3.3.2. De la notion d'installation
La notion d'installation, qui a notamment pour fonction de déterminer la date à compter de laquelle la préexistence de l'activité génératrice du trouble et sa poursuite dans des conditions n'étant pas à l'origine d'une aggravation de celui-ci s'apprécient, semble également problématique.
Mal définie, elle présente l'inconvénient de ne pas renvoyer à un acte juridique mais à un fait juridique : l'occupation par le nouveau
« voisin » des lieux. Or l'appréciation d'une telle installation pourrait être sujette à interprétation : le simple déménagement de meubles dans une maison nouvellement acquise sans y résider est-il constitutif d'une installation ? Surtout, elle ne règle pas le cas où, postérieurement à l'obtention du titre autorisant la jouissance du fonds par le demandeur à l'action mais antérieurement à toute installation sur celui-ci, l'activité génératrice du trouble est modifiée, aggravant le trouble et nuisant ainsi à la jouissance de son bien - par exemple en dévaluant le fonds 1.
Afin de pallier cette difficulté, la commission a adopté le même amendement COM-1 de la rapporteure, qui renvoie à « l'acte ouvrant le droit de jouissance de la personne qui allègue subir le dommage », notion qui présente le double avantage de prévoir une datation précise et de renvoyer à une réalité juridique plus objective et conforme au principe selon lequel
« celui qui vient aux nuisances ne peut s'en plaindre » que celle d'installation.
1 La référence aux « occupants d'un bâtiment » étant exclue de la rédaction envisagée, un tel cas serait couvert par la cause exonératoire de responsabilité.
3.4. Compléter l'effort de codification entrepris
En dernier lieu, le même amendement COM-1 adopté par la commission à l'initiative de la rapporteure vise à compléter la codification de la jurisprudence à laquelle procède la présente proposition de loi, en prévoyant les conditions, actuellement déterminées par la jurisprudence, dans lesquelles le juge judiciaire saisi d'une action en recherche de la responsabilité civile pour trouble anormal de voisinage peut accorder des dommages et intérêts au demandeur et ordonner au défendeur des mesures visant la réduction ou la cessation du trouble lorsque ce dernier résulte d'une activité autorisée par l'administration.
Cette disposition avait déjà été envisagée dans l'avant-projet de réforme de la responsabilité civile datant de 2016-2017 et reprise dans la proposition de loi de Philippe Bas, Jacques Bigot et André Reichardt portant réforme de la responsabilité.

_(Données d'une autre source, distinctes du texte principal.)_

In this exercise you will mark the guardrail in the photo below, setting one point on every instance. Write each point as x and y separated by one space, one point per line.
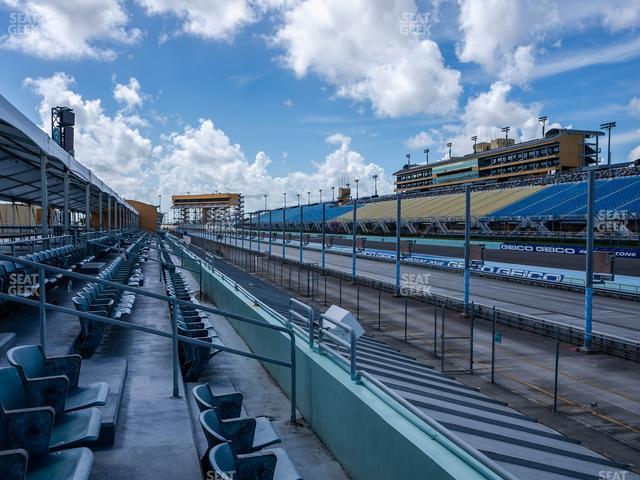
603 342
43 307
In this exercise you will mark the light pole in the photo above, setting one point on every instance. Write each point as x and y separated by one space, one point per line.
608 126
505 130
543 121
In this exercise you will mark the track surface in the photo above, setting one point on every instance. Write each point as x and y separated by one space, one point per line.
610 315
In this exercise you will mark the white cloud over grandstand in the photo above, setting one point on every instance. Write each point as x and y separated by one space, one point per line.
70 29
507 37
360 48
111 146
196 159
204 159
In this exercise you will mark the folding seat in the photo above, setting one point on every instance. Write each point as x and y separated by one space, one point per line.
49 373
229 405
27 422
271 464
74 464
247 435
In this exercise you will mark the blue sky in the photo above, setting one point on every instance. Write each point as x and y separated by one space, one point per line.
267 96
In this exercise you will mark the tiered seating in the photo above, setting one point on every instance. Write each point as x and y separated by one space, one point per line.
236 442
311 213
102 300
39 438
563 199
190 321
68 257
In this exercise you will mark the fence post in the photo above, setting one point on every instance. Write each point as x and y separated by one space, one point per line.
435 330
473 308
555 380
444 311
174 328
379 299
405 317
493 344
43 311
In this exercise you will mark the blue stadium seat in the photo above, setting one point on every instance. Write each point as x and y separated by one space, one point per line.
36 368
272 464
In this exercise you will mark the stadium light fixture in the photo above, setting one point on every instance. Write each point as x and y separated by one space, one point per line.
608 126
505 130
543 121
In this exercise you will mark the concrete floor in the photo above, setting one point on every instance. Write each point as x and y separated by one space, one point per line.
610 315
524 366
263 397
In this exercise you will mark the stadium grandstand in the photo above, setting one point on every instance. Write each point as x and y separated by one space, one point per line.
545 205
130 352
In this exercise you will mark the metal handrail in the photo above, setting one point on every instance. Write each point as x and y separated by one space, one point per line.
43 306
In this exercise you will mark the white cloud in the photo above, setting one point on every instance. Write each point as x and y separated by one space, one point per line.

Ces deux projets prévoyaient ainsi, après l'énonciation du principe de la responsabilité extracontractuelle sans faute pour troubles anormaux de voisinage, la disposition suivante : « lorsqu'une activité dommageable a été autorisée par voie administrative, le juge peut cependant accorder des dommages et intérêts ou ordonner les mesures raisonnables permettant de faire cesser le trouble. »

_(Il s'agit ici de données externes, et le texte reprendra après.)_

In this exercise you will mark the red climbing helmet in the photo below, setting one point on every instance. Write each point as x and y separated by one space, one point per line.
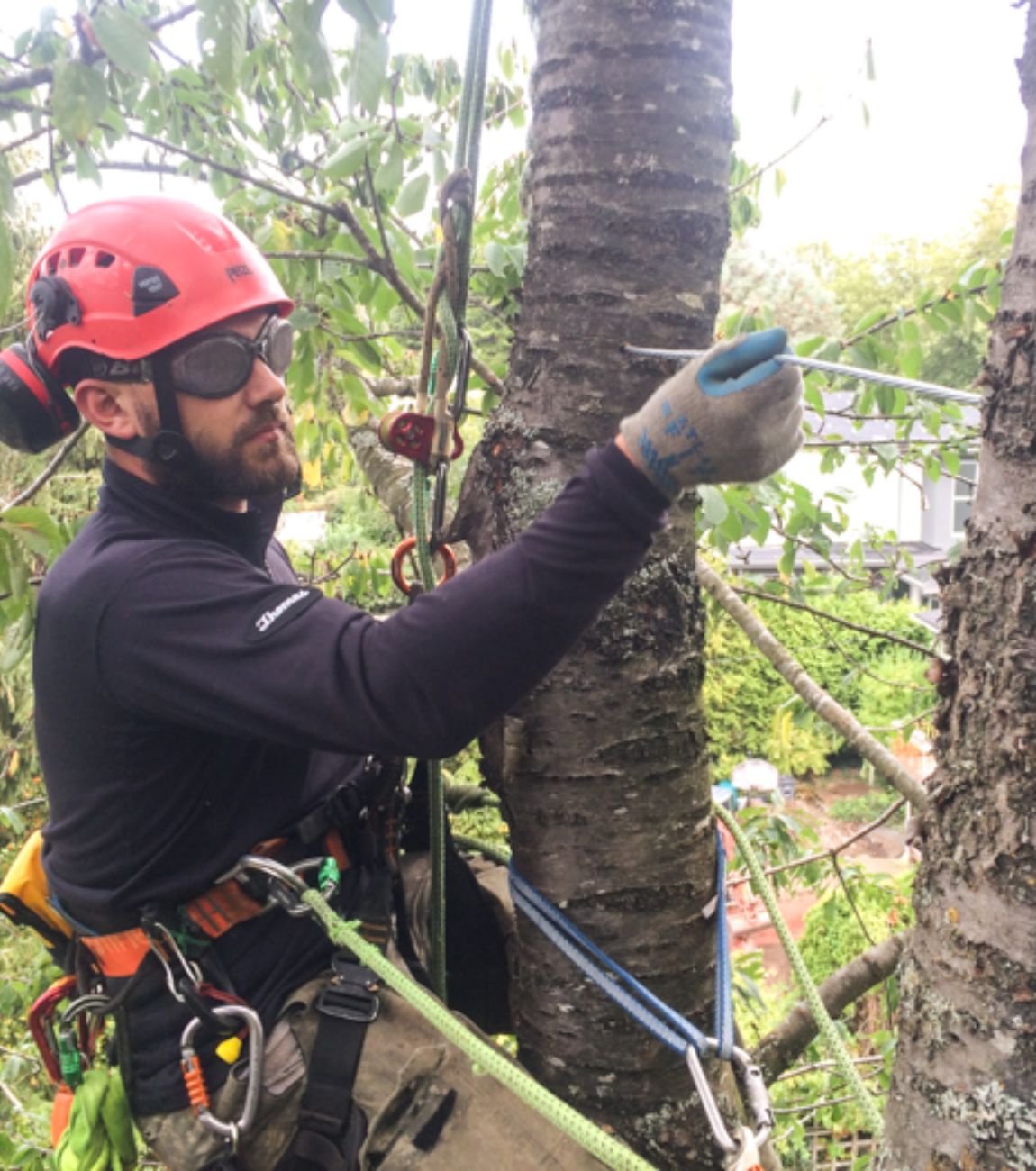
124 279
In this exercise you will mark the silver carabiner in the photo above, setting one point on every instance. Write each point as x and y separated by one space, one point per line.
758 1100
195 1078
192 972
287 885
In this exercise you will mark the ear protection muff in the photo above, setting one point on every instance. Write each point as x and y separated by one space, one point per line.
35 411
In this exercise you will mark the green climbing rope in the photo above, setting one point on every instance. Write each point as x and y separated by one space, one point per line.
437 796
450 312
493 1061
825 1026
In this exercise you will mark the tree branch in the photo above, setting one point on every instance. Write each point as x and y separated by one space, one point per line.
41 77
28 177
27 495
778 1048
900 314
820 701
759 172
833 851
763 596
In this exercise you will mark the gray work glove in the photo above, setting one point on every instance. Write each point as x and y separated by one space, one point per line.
733 414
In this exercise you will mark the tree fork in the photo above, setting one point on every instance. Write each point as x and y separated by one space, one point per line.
965 1076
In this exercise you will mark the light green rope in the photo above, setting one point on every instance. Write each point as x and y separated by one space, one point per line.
437 799
489 850
468 137
824 1023
484 1057
469 127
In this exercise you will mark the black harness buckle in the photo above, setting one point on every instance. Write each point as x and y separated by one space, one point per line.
350 995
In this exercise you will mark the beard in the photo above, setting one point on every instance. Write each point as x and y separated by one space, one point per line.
235 469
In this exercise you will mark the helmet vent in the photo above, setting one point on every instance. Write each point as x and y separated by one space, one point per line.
151 288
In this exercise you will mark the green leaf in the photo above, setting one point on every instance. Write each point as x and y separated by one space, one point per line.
363 12
86 167
370 62
713 504
495 258
309 50
123 39
34 528
413 195
6 186
304 319
223 38
77 100
348 159
911 359
6 266
868 320
389 176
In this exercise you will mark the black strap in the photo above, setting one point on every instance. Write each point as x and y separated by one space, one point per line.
332 1128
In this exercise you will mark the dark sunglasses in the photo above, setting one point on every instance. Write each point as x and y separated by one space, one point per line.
218 364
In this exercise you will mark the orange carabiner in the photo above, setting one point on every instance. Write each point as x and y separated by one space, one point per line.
406 547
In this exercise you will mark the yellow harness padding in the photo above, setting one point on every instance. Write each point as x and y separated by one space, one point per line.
100 1134
23 894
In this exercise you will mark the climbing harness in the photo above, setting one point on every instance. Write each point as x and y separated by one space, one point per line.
926 389
483 1054
356 827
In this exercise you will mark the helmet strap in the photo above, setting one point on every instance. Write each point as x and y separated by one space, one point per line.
168 445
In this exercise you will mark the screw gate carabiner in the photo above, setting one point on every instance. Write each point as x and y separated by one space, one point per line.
439 507
405 547
753 1087
168 944
464 366
195 1076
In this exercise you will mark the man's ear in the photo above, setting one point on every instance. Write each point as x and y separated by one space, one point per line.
110 406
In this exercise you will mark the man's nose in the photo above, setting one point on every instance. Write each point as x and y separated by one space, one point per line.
264 386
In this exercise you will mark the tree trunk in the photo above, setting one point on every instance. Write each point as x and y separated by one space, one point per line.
603 771
964 1092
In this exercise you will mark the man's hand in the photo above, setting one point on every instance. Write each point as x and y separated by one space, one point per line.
733 414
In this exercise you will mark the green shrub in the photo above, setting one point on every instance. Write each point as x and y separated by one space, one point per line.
833 935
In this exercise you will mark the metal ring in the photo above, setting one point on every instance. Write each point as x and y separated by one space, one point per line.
407 546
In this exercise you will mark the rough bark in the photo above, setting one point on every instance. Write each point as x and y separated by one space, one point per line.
965 1080
603 769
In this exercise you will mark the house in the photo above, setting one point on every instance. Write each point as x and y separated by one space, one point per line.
926 515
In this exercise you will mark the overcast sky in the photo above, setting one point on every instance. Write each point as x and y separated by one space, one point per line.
945 116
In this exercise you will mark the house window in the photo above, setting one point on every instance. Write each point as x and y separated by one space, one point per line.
964 495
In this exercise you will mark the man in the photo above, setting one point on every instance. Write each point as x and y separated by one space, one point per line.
194 701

Comme l'a souligné la direction des affaires civiles et du sceau (DACS), « les retours de la consultation publique sur ce second alinéa ont été critiques », « les contributeurs [ayant] principalement critiqué le texte proposé en ce qu'il semblait remettre en cause les solutions jurisprudentielles quant aux pouvoirs du juge judiciaire face à une prescription édictée par l'autorité administrative. »

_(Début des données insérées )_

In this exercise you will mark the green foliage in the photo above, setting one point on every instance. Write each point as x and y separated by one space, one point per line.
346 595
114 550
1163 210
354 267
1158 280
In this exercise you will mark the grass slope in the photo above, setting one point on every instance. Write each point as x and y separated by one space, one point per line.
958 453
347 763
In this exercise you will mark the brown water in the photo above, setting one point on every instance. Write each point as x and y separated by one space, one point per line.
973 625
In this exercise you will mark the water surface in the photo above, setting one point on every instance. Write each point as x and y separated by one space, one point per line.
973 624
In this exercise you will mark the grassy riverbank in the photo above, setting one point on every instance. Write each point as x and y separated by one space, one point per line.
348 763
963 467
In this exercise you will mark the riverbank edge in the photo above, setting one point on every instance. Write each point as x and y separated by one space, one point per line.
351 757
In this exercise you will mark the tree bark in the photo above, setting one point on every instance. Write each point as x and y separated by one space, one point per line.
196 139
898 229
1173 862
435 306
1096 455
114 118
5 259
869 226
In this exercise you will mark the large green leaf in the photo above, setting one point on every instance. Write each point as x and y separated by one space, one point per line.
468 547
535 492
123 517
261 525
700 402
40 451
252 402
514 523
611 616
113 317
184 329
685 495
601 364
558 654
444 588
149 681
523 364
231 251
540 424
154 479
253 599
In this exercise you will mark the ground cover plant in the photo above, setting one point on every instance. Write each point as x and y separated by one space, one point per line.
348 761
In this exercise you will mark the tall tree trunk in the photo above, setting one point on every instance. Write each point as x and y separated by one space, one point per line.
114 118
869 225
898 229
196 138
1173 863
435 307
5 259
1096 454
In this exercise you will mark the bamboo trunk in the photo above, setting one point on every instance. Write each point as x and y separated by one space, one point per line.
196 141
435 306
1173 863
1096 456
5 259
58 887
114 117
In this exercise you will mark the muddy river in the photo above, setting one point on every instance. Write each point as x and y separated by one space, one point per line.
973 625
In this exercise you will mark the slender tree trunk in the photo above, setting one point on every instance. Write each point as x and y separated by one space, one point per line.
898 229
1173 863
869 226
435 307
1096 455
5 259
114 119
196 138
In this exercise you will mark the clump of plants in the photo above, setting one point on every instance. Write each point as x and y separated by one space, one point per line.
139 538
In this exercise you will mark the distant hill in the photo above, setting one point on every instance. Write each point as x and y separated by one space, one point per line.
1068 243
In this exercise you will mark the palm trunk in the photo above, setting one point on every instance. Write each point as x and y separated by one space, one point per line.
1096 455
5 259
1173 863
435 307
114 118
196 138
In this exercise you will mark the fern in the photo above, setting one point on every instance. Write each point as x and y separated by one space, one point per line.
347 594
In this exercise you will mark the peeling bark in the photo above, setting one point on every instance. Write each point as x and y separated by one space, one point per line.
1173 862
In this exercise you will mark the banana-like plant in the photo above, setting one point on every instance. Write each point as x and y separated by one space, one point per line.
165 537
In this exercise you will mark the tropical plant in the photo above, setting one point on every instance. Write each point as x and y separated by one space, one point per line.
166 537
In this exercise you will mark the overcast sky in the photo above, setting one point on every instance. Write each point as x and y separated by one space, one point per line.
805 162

La limitation de la compétence du juge judiciaire sur les activités autorisées par l'administration
Les prescriptions édictées et les autorisations délivrées par l'administration en matière d'installations classées, notamment au regard de la protection de l'environnement ou de la santé et de la salubrité publiques, ont régulièrement posé la question de l'ordre de juridiction compétent dès lors que de telles installations peuvent être à l'origine de troubles anormaux de voisinage.
Comme le rappelle le professeur Raphaël Amaro, « le juge judiciaire a vu sa compétence limitée par la décision Neveux et Kohler du 23 mai 1927 à l'octroi de dommages et intérêts et au prononcé de mesures qui "ne contrarient point les prescriptions édictées par l'administration dans l'intérêt de la sûreté et de la salubrité publiques" ». Ainsi, la première chambre civile de la Cour de cassation a pu casser l'arrêt d'une cour d'appel ayant prononcé, dans le but de faire cesser les nuisances découlant d'une entreprise - un garage en l'espèce - en ordonne la fermeture alors qu'il a relevé qu'un tel établissement relevait du régime des établissements classés 1.
1 Cass., civ. 1ère, 23 janvier 1996, n° 95-11.055.
Particulièrement complexe, le contentieux des antennes-relais a conduit le Tribunal des conflits à se prononcer, par six arrêts du 14 mai 2012 à la motivation identique, pour préciser la compétence du juge judiciaire. Il a ainsi jugé que ce dernier n'était pas compétent pour connaître des actions introduites « aux fins d'obtenir l'interruption de l'émission, l'interdiction de l'implantation, l'enlèvement ou le déplacement d'une station radioélectrique régulièrement autorisée et implantée sur une propriété privée ou sur le domaine public » : en effet, « le principe de la séparation des pouvoirs s'oppose à ce que le juge judiciaire, auquel il serait ainsi demandé de contrôler les conditions d'utilisation des fréquences radioélectriques au regard des nécessités d'éviter les brouillages préjudiciables et de protéger la santé publique et, partant, de substituer, à cet égard, sa propre appréciation à celle que l'autorité administrative a portée sur les mêmes risques ainsi que, le cas échéant, de priver d'effet les autorisations que celle-ci a délivrées, soit compétent pour connaître d'une telle action. »
En revanche, le juge judiciaire demeurait compétent pour connaître des actions,
« d'une part, aux fins d'indemnisation des dommages causés par l'implantation ou le fonctionnement d'une station radioélectrique qui n'a pas le caractère d'un ouvrage public, d'autre part, aux fins de faire cesser les troubles anormaux de voisinage liés à une implantation irrégulière ou un fonctionnement non conforme aux prescriptions administratives ou à la preuve de nuisances et inconvénients anormaux autres que ceux afférents à la protection de la santé publique et aux brouillages préjudiciables 1. »
En conséquence, l'amendement adopté par la commission tend à prévoir, outre la limitation de cette faculté aux seules activités économiques, en lien avec l'évolution évoquée ci-avant, que des mesures visant à réduire ou faire cesser le trouble pourraient être ordonnées par le juge judiciaire
« sous réserve qu'elles n'aient ni pour objet ni pour effet de contrarier les prescriptions édictées ou de priver d'effet les autorisations ainsi délivrées par l'autorité administrative ». Conformément aux décisions rendues par le Tribunal des conflits le 14 mai 2012, le juge judiciaire ne serait donc pas conduit à substituer son appréciation à celle de l'administration, enfreignant ainsi le principe de séparation des pouvoirs.
La commission a adopté l'article unique ainsi modifié.
1 Voir par exemple Tribunal des conflits, 14 mai 2012, n° 12-03.844.